Alain Bayrou a annonce qu’il souhaite désormais se consacrer à sa vie professionnelle et familiale. Il évoque également la mise en cause de sa gestion lorsqu’il était président du Conseil Général des Hautes-Alpes qui fait actuellement l’objet d’une instruction devant la justice. "Quand on regarde où nous en sommes 5 ans après la plainte. Si j’avais été mis en examen vous l’auriez su" dit-il ironiquement.
A peine l’annonce de la démission tombée, les premières réactions se sont multipliées.

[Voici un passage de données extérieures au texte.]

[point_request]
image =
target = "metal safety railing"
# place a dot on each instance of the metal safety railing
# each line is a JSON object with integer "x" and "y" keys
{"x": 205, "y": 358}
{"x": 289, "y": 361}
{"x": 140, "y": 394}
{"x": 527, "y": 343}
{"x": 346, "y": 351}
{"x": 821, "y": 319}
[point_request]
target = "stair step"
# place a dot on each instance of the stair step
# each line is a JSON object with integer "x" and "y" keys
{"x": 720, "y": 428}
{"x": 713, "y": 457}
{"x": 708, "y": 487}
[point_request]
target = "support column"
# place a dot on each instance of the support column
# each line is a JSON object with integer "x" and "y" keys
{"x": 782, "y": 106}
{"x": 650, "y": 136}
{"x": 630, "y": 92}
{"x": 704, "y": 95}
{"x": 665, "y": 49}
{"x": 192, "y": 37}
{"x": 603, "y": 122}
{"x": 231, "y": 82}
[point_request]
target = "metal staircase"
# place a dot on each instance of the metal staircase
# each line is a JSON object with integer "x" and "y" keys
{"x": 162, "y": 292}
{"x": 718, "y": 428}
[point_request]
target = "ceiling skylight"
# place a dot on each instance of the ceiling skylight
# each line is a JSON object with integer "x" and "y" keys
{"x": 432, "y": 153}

Pour Michel Sylvestre élu Modem à l’origine du recours en annulation des élections, "Cette démission est un aveu que M. Bayrou a triché. Aujourd’hui, je pense cette démission est un manque de responsabilité, il met son équipe en difficulté à l’ouverture de la saison touristique. Je suis surpris que M Bayrou dit que le Conseil d’Etat fait du yo-yo avec la ville de Briançon. L’audience a été reportée à sa demande. J’attends avec sérénité le jugement du Conseil d’Etat."
Catherine Guigli, conseillère PC se « réjoui de la démission de M. Alain Bayrou. Les communistes ont toujours combattu la politique de M. Bayrou et critiqué ses méthodes brutales de gouvernance. Certainement par orgueil, celui-ci préfère ne pas attendre la décision du Conseil d'État. Elle appelle toute la gauche dans son plus large rassemblement à se saisir de cette opportunité pour proposer une politique alternative à Briançon. »
Pour le conseiller général PS Gérard Fromm, « la position de M. Bayrou est extrêmement politicienne, en attendant la décision du Conseil il fuit en espérant influencer les juges. Il aurait été plus courageux et plus responsables de rester à son poste jusqu’au bout ».